What were some common threads you found about your diverse set of interviewees?
This is always a hard question to answer given the extreme volume of experiences we learned about through the interviews, but there were a few striking themes we found. One was that discrimination experiences seemed to share a set of unspoken rules: “cis is better than trans” (trans status discrimination), “movement toward dominant masculinity is rewarded, movement away from it is punished” (hegemonic masculinity is superior), and “just pick one” (and pressure to identify within the gender binary).
Another was the ubiquitous nature of discrimination: we found it in every industry, in entry-level positions and among upper-level management, and among trans people of all kinds. Finally, we found that every interviewee talked about their experiences and strategies navigating and dealing with discrimination, whether or not they were successful–the resilience and continued effort of interviewees to resist discrimination in any way they could was striking.
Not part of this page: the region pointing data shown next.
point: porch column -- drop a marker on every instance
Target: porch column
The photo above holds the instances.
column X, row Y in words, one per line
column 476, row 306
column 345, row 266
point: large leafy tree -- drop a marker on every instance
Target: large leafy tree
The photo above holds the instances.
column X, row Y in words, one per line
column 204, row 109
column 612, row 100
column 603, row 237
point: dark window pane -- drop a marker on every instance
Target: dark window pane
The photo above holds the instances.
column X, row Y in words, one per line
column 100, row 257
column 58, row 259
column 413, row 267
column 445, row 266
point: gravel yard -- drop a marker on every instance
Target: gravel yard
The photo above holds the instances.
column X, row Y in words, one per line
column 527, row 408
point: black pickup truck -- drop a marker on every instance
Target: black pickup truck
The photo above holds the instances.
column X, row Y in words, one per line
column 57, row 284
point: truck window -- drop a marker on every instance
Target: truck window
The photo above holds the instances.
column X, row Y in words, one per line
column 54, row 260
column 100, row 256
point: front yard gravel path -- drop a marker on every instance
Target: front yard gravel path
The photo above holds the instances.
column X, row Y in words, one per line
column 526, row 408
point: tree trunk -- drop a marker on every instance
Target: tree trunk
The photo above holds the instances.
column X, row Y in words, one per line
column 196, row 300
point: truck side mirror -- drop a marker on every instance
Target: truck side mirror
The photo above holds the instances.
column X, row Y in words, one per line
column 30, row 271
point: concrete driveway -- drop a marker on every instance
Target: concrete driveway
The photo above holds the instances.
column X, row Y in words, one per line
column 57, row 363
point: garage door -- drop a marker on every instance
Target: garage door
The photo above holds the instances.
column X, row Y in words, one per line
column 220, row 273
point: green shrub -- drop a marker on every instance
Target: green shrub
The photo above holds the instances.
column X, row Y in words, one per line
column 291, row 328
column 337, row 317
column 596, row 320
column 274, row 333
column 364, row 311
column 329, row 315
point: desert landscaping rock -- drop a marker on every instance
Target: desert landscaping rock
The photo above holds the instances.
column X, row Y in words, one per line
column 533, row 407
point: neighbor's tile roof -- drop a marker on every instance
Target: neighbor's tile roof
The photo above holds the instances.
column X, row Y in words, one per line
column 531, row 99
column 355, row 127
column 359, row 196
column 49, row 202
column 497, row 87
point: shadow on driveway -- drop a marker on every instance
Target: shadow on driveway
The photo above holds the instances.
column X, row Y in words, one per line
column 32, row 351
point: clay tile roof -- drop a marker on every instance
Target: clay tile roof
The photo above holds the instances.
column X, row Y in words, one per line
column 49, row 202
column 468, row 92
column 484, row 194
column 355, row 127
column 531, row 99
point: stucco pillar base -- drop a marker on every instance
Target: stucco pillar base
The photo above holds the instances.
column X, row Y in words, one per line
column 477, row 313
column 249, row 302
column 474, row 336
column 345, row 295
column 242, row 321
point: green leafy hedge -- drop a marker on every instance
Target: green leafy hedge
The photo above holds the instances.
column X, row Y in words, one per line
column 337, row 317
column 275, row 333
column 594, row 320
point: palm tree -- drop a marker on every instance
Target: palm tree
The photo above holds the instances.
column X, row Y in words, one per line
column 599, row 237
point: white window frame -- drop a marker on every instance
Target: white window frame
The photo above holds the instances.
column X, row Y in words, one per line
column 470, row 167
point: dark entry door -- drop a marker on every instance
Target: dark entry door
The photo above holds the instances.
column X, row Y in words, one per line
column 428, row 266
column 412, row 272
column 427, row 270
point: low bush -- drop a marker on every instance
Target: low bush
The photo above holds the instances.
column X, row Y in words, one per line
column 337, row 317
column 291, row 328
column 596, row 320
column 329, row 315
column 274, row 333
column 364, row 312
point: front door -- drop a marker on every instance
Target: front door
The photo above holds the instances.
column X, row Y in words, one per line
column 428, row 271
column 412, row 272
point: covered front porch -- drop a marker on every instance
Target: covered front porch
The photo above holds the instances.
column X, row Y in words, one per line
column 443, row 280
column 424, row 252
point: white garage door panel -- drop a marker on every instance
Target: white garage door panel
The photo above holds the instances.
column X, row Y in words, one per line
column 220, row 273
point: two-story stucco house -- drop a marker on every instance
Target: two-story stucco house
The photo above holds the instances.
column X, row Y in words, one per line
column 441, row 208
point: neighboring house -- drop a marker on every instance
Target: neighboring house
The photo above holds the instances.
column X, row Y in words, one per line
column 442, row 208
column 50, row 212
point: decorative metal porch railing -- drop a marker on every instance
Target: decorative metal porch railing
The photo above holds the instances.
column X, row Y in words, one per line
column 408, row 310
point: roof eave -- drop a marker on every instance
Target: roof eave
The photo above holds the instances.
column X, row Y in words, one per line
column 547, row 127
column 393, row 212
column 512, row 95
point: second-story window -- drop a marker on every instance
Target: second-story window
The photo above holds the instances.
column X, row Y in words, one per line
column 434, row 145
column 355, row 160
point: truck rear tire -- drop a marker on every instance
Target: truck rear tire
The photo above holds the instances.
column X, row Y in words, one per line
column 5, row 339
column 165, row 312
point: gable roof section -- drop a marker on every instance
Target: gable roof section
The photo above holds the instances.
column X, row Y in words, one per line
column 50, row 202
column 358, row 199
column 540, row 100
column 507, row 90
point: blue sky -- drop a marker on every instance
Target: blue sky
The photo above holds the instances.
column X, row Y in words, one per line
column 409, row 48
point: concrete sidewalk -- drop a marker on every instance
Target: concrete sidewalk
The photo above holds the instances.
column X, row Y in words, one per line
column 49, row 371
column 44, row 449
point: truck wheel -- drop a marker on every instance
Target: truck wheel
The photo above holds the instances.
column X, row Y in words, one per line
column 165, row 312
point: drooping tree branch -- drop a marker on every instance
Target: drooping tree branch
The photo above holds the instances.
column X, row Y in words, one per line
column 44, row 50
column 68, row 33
What surprised you about the research?
One of the most surprising things to me was finding out that our predictions of what kind of people would get discriminated against “more” were often wrong. While it’s often short-sighted to try and quantify discrimination, we couldn’t help but notice that many people who identified as women had more positive stories, while many people who identified as men did not. This took us down the rabbit hole to uncover just how and why things like gender performance, hegemonic masculinity, sex categorization and other complex processes contributed to discrimination. It led us to an idea that I mentioned above, that the dominance of masculinity is not always a dominance of “men.”
It’s a little more complicated: when people’s gender identities or expressions move toward the “ideal” version of masculinity, they are rewarded regardless of whether they are a man or a woman. And when their gender identities or expressions move away from this ideal, they are punished–again, regardless of whether they are a man or a woman. This is just one of the surprising findings from the research! I could talk at length about how we were surprised by the notion of doing ambiguity, the brazenness of trans status discrimination, or the success of particular discrimination-reducing strategies over others.
What do you think the future looks like for transgender workers?
We live in times of great change already, and it’s all but given that our workplaces, the people in them, and even the nature of paid work itself are all going to change substantially in our lifetimes. Despite all this, I really do believe that the future will look better for transgender workers. I say this not because I believe that the future will automatically be more progressive than the present, or because I believe that our society’s treatment of trans people will undergo a paradigm shift.
I do believe that the future will be better for trans workers because to survive, the workplaces of the future need to be able to deal with ambiguity. They need to be able to deal with change. They need to be flexible, see things from multiple perspectives, move away from binary thinking, and harness the power of their workforce. Workplaces that can’t do this, in the long run, won’t make it.